Strong pressed the Colonel’s foot under the table here; and Altamont, rather excited, filled up another bumper, nodded to Pen, drank off his wine, and said, “He was a gentleman, and that was sufficient, and they were all gentlemen.”
The meeting between these “all gentlemen” took place at Richmond, whither Pendennis had gone to dinner, and where he found the Chevalier and his friend at table in the coffee-room. Both of the latter were exceedingly hilarious, talkative, and excited by wine; and Strong, who was an admirable story-teller, told the story of his own siege, and adventures, and escapes with great liveliness and humour, and described the talk of the sheriff’s officers at his door, the pretty little signals of Fanny, the grotesque exclamations of Costigan when the Chevalier burst in at his window, and his final rescue by Altamont, in a most graphic manner, and so as greatly to interest his hearers.

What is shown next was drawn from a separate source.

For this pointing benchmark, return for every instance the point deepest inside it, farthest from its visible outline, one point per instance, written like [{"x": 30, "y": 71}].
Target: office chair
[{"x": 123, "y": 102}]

“As for me, it’s nothing,” Altamont said. “When a ship’s paid off, a chap spends his money, you know. And it’s the fellers at the black and red at Baden-Baden that did it. I won a good bit of money there, and intend to win a good bit more, don’t I, Strong? I’m going to take him with me. I’ve got a system. I’ll make his fortune, I tell you. I’ll make your fortune, if you like — dammy, everybody’s fortune. But what I’ll do, and no mistake, boys, I promise you. I’ll put in for that little Fanny. Dammy, sir, what do you think she did? She had two pound, and I’m blest if she didn’t go and lend it to Ned Strong! Didn’t she, Ned? Let’s drink her health.”
“With all my heart,” said Arthur, and pledged this toast with the greatest cordiality.
Mr. Altamont then began, with the greatest volubility, at great length, to describe his system. He said that it was infallible, if played with coolness; that he had it from a chap at Baden, who had lost by it, it was true, but because he had not enough capital; if he could have stood one more turn of the wheel, he would have had all his money back; that he and several more chaps were going to make a bank, and try it; and that he would put every shilling he was worth into it, and had come back to the country for the express purpose of fetching away his money, and Captain Strong; that Strong should play for him; that he could trust Strong and his temper much better than he could his own; and much better than Bloundell-Bloundell or the Italian that “stood in.” As he emptied his bottle, the Colonel described at full length all his plans and prospects to Pen, who was interested in listening to his story, and the confessions of his daring and lawless good-humour.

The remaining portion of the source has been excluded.